Figure 1 shows the instrumentation on the towers in the different experiments. For example, for SHEBA fluxes measured at 3 m above ground, gradients were calculated between the 2- and 5-m levels. The difference zazb varied between 3 and 10 m, unless otherwise stated.

As noted by Arya (1991), taking a discrete difference to approximate the gradient is questionable when za/zb is large, because real profiles are not linear close to the ground. It is therefore important to use values of wind and temperature at some distance above ground (e.g., Vogelezang and Holtslag 1996). On the other hand Arya (1991) showed that linear finite differences are superior over logarithmic differences even for large za/zb (2 and 4 were tested) in the very stable regime, which is the focus in the current study. Further, evaluating finite differences over shorter distances than what we have done here may be questioned, because errors in the measurements may have a larger impact when two nearly equal mean values are subtracted.
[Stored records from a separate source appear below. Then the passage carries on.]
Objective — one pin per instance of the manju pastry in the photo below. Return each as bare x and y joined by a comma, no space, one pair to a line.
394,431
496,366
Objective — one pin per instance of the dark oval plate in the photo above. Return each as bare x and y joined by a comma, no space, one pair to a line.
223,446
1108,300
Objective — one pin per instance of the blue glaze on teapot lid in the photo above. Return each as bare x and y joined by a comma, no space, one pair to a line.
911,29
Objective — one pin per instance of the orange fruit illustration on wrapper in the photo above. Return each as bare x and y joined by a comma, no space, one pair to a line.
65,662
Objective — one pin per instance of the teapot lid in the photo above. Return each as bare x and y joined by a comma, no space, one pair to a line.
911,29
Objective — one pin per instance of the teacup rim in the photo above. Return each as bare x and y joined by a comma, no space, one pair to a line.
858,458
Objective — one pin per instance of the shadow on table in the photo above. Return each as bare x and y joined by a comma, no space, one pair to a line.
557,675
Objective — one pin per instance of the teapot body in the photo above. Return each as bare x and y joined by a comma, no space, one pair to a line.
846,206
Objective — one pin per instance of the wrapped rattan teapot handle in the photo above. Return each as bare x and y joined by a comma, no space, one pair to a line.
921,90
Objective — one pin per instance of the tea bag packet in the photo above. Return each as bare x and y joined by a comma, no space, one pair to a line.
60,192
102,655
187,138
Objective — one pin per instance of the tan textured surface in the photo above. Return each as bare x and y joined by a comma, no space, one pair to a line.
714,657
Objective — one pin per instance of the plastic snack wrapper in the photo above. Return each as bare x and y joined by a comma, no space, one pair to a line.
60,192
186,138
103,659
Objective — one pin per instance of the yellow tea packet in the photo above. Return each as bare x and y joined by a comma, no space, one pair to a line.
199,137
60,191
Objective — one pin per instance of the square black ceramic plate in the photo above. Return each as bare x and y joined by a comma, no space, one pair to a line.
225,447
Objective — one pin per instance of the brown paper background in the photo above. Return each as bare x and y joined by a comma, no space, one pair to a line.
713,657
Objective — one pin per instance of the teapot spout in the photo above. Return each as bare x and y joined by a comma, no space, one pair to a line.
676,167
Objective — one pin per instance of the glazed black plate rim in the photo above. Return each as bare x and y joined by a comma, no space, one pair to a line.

In general the datasets were of high quality. However, some selection of data was necessary. The wind speed was required to increase with height. This is to avoid complex wind profiles, for instance, when a low-level jet is present below the sensor in which case the stress is expected to reverse, which was the case in 8% of the observations. Including these cases in the analysis increased the scatter among the datasets, but did not affect the overall conclusions of the present study. For the heat flux, we had to impose the criteria that N > 0.02 s−1 in order to avoid locally stable, but nonlocally unstable cases. These can for example occur in a growing convective boundary layer, when the ground is heating rapidly. Though this is not a perfect criterion, it is the only generally applicable one we could find. In individual datasets, these cases could be identified with independent instruments placed close to the ground, though such an approach would give different criteria for different datasets. In the analysis, we removed data points where the variance was identically zero, since they were statistically overrepresented, probably due to the analysis algorithms. For OGH, we only included data when the wind came from the open sea as described in Smedman et al. (2003).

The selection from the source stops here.